The SAGE Advisory Board has requested more autonomy from Utah Pride, while working within the structure to increase community building. The key elements of discussion center around promises made to them during the public meetings and the follow-up meetings between the SAGE Board and representatives of the Utah Pride board: access to their email list, a separate bank account exclusively for SAGE programming and events, SAGE representation on the Utah Pride board, “seed money” from Pride to help rebuild the SAGE program, and a designated employee with a set number of hours dedicated to SAGE each week.
It seemed, as recently as last week, that the relationship between the SAGE Advisory Board and Utah Pride would crumble. An internal communication at Utah Pride, sent by Director of Community Support & Wellness Services Danielle Watters to all staff referenced the “former SAGE Advisory Board” and indicated that an MOU would not be forthcoming.
When questioned about this email, Netto responded with, “I think someone on the staff concluded inaccurately that because some folks from the Sage Advisory Board stated they would not participate if they did not have full control, that we would have no choice but to disband the leadership under that threat.

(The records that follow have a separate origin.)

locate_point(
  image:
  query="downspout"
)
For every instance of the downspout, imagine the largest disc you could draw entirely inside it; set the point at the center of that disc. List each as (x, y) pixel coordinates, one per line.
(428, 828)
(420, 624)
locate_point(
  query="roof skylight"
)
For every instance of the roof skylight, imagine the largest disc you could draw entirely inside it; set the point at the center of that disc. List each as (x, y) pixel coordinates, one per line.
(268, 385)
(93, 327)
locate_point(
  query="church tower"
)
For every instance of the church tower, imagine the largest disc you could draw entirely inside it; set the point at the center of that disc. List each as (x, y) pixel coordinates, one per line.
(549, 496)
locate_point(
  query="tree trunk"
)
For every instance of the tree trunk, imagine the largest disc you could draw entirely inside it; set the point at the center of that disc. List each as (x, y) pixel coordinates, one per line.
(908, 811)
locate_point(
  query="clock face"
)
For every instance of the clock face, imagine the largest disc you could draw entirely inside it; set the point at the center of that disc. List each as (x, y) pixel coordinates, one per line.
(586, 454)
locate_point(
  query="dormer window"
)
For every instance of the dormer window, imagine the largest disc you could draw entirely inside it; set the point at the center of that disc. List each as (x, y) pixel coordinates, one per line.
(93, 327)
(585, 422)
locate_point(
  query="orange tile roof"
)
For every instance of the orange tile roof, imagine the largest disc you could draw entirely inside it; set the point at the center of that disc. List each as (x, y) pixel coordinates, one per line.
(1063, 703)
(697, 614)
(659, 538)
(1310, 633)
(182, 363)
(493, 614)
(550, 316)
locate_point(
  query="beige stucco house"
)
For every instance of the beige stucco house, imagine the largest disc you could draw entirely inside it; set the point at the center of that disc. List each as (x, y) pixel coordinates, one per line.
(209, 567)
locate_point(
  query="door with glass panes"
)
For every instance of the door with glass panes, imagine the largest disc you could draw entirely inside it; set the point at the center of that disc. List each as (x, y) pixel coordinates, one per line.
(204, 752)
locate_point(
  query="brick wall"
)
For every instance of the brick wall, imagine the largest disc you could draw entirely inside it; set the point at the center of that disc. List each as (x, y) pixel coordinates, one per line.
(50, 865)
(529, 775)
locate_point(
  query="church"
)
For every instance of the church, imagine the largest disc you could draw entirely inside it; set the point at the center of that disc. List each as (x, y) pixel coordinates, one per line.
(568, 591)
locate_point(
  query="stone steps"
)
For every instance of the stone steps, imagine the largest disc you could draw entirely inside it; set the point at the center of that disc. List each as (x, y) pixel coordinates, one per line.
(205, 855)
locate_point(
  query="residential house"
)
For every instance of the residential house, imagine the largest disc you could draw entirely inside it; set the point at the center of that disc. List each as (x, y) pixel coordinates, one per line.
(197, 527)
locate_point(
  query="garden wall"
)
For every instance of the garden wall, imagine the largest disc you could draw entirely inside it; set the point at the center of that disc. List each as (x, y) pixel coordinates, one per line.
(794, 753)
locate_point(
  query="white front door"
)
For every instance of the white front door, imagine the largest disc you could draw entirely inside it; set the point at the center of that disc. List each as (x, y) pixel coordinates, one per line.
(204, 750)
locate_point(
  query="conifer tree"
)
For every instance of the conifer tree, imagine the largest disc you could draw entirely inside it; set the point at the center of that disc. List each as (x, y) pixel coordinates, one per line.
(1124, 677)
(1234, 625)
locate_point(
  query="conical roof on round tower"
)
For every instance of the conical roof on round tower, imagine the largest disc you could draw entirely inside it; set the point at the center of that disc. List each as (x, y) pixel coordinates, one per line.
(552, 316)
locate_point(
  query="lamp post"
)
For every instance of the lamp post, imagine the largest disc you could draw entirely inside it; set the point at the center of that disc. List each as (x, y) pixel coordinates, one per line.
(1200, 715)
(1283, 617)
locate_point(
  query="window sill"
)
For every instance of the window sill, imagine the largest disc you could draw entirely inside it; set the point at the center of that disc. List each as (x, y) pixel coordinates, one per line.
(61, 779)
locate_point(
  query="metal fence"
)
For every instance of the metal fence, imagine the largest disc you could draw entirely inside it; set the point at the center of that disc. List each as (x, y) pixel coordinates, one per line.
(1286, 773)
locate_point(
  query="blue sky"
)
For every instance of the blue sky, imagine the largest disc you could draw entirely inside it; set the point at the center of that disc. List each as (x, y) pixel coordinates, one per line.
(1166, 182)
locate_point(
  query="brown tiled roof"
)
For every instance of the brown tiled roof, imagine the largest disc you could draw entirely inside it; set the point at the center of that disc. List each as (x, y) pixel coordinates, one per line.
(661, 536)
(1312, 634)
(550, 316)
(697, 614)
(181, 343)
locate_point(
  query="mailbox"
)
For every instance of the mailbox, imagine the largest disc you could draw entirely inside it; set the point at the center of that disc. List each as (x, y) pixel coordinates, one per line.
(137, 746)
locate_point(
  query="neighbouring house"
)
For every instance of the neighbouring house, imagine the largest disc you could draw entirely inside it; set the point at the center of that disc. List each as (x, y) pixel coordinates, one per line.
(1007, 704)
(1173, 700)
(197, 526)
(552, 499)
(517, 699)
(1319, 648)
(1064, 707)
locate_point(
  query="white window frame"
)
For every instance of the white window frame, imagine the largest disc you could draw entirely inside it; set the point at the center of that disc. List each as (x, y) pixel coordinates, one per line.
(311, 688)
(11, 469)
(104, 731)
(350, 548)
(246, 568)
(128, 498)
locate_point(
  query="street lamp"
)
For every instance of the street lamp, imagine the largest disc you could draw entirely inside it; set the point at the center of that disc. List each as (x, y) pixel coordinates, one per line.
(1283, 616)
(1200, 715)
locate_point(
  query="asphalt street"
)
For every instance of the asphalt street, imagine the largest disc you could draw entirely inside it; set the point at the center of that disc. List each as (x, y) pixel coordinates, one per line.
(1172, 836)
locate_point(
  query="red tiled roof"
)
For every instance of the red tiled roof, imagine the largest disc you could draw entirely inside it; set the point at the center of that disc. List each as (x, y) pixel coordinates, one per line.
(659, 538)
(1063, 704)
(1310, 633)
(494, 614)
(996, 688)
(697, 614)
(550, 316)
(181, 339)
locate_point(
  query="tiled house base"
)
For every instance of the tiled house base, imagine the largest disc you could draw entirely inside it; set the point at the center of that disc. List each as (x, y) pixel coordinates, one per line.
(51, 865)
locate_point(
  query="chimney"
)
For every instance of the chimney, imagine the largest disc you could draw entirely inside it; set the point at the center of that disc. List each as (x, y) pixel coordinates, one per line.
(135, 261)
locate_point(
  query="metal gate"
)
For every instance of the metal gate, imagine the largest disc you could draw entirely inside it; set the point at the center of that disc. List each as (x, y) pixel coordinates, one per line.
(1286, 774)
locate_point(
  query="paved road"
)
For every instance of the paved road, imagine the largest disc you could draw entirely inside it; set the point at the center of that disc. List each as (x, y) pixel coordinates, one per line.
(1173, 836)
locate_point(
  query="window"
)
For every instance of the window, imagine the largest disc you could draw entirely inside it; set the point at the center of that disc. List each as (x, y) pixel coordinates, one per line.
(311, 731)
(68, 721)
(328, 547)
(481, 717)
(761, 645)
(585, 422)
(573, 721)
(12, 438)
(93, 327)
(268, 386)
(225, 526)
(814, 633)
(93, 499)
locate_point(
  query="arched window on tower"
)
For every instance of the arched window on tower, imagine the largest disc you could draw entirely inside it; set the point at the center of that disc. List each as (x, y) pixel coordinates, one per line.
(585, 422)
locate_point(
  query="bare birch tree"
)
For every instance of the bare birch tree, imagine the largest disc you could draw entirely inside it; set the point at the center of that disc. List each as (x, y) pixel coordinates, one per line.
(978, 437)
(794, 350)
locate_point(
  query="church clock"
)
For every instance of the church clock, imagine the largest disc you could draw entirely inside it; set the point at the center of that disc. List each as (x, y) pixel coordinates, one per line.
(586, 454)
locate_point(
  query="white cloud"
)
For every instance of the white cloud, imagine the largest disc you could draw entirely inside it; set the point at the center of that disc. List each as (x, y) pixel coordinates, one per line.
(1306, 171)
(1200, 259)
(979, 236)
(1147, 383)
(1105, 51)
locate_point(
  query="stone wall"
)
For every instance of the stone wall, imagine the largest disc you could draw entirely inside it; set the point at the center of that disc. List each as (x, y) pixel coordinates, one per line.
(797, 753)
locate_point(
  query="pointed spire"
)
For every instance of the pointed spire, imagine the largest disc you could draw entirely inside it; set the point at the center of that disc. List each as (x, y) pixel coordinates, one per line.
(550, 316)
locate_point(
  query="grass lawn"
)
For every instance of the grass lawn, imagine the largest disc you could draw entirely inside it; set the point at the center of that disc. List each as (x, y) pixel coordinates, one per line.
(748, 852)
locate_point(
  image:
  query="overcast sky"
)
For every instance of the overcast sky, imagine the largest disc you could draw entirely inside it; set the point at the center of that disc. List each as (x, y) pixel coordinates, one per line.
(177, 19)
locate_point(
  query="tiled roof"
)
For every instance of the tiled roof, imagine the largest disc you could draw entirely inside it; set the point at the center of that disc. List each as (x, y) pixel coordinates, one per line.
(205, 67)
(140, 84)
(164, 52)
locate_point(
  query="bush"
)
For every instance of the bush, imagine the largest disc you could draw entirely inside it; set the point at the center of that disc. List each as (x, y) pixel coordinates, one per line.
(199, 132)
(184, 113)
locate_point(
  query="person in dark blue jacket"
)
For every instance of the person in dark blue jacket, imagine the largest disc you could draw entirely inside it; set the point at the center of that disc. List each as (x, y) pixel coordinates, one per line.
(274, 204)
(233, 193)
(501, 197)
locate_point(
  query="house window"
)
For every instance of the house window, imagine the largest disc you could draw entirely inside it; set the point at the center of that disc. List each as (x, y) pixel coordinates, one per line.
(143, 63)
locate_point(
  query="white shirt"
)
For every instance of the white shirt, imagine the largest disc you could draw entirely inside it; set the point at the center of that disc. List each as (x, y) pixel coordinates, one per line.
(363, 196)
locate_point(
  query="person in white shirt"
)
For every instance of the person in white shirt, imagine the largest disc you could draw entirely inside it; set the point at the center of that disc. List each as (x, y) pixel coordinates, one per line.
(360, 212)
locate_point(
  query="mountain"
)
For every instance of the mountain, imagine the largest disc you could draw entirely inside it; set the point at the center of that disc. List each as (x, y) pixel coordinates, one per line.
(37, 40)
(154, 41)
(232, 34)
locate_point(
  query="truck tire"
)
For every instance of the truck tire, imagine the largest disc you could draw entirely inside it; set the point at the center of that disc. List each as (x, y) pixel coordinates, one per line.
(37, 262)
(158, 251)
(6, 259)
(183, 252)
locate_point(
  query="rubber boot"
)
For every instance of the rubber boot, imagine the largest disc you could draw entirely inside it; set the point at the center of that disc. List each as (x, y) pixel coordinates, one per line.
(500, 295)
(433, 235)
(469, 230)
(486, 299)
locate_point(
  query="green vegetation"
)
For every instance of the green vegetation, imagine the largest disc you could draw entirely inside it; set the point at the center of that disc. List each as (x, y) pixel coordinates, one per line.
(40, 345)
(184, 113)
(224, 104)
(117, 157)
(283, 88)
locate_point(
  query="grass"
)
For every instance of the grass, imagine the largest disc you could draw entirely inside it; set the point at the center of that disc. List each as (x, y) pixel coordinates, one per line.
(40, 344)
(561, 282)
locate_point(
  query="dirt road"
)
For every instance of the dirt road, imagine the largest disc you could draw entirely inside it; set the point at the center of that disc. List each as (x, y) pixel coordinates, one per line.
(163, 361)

Jerry [Buie]’s email to me states that position. This is very destructive commentary from there [sic] board members and serves to undermine the negotiation process. I have made it clear that we will not give up ownership of the brand or program. I also believe there is lots of room for the Sage leadership to exercise control without ownership.”
Buie, referenced in Netto’s reply, denies sending any such “destructive” email. When further questioned, Netto refused to release a copy of this alleged email, citing his desire to not proceed with these negotiations in a public forum.
That tone, however, seems to have changed. In an email to Jerry Buie on Jan. 15, Netto indicated that he believes all of the SAGE requests can be accommodated. A meeting between the Utah Pride Executive Committee and members of the SAGE Advisory Board has been scheduled and the SAGE Board has been given a spot on the agenda of the next Utah Pride board meeting, scheduled for Jan. 27.